But even Buffett has since dipped his toe back into airline stocks, once again taking a chance on the volatile airline industry. With his holding company Berkshire Hathaway purchasing shares of several airline companies including American Airlines Group and several others. His company’s foray back into the airline industry makes investors question their decision of avoiding airlines altogether.
Two of Canada’s major airlines, WestJet Airlines (TSX:WJA) and Air Canada (TSX:AC)(TSX:AC.B) are both investment choices that Canadians can look into if they want to get into the airline industry.
Since it was first established as a regional airline, WestJet has grown to become a competitive airline both in Canada and abroad. From its roots of only conducting low-cost western Canadian flights to its contemporary flights that reach South America, Australia, and Europe, WestJet has grown its business considerably over the years.
In the fourth-quarter results published recently, WestJet affirmed its mission to grow globally. This put some pressure on its reported earnings, as did rising fuel costs associated with the rebound in oil prices. The airline reported a 67.2% reduction in earnings as compared to the fourth quarter of 2017. Revenue was positive, however, growing by 5% over the previous year’s results.
After being crushed by the recession following the financial crisis, Air Canada has experienced a stunning rebound in its share price. The shares, which traded below $1 in 2009, have roared back to over $30 a share at present.
With its results for full year 2018 coming up on Feb. 15, investors may want to wait to see how the airline is performing. But according to its Q3 2018 results, the airline has been making positive headway. Revenues in Q3 increased 11.7% year over year and free cash flow increased by 45%. Basic earnings per share were down by 62% year over year in part due to similar costs experienced by WestJet.
Which is the best buy?
If you want to buy one of the two airlines, it really depends on what you are looking for. Air Canada has the advantage of being the better known of the two internationally. It also already has a large, established network of flights. The fact that it has the word “Canada” in its name doesn’t hurt either, since the government would be more likely to backstop this flagship airline if it happened to get under pressure.
If you want a dividend, then WestJet is the clear choice of the two since Air Canada does not have one. WestJet’s yield of 2.77% is enough to draw income investors. While it has not dropped its dividend, it has not raised it in some time either, so growth investors may not be intrigued. The dividend should be safe with WestJet’s payout ratio of around 50% supporting it.
Both airlines are cheap on a valuation basis.

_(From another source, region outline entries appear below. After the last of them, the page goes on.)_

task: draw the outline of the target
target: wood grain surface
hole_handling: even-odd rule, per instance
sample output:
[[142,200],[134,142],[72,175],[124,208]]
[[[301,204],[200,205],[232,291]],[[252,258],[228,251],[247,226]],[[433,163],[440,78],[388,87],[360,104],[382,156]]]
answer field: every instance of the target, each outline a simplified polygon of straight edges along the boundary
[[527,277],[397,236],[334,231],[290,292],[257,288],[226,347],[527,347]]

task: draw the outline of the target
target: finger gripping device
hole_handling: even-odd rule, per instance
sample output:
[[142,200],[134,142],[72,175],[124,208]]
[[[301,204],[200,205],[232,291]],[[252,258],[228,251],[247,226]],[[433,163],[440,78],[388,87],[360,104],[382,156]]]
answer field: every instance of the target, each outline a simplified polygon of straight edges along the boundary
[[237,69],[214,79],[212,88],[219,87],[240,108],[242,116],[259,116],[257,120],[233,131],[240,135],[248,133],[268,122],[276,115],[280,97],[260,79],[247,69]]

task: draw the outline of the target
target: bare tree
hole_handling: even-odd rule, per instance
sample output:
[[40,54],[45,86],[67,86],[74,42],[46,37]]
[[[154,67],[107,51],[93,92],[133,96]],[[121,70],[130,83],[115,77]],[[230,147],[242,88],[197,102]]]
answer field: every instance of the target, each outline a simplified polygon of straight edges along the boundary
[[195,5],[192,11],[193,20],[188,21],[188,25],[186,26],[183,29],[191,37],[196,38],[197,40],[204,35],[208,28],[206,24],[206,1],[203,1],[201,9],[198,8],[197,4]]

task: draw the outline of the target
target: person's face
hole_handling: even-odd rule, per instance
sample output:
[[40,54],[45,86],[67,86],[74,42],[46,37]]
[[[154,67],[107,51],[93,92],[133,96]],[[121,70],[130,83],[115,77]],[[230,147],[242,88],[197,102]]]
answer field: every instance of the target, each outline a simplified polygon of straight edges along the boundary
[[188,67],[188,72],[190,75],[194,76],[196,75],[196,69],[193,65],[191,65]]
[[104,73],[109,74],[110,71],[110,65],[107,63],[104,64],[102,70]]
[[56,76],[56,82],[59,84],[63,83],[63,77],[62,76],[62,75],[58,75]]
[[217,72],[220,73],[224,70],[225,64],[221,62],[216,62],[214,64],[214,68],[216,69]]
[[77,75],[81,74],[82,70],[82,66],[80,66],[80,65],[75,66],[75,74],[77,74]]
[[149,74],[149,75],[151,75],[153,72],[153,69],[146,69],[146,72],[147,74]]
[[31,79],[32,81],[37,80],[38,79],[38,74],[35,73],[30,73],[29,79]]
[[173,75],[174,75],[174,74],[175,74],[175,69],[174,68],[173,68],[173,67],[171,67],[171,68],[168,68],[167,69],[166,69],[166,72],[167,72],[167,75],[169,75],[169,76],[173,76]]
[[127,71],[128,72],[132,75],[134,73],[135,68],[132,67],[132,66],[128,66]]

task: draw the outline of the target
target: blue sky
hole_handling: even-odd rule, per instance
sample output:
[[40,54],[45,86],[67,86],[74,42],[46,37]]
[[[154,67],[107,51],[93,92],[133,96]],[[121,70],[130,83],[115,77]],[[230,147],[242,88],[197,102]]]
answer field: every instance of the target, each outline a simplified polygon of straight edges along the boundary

WestJet’s trailing price-to-earnings (P/E) ratio of 8.6 and Air Canada’s P/E of 4.19 certainly draws my eyes. The same could be said of WestJet’s price-to-book (P/B) ratio of one and Air Canada’s of 1.8. But keep in mind that the airline business is cyclical, and cyclical stocks always appear cheap at the height of the cycle.
Personally, I still ascribe to Warren Buffett’s earlier statement. The good times have rolled on for some time, and the risk of a recession has grown. As well as these airlines have performed and as cheap as they are, recession risks are high. Airlines will most likely not do well, as people and businesses cut travel if a recession hits.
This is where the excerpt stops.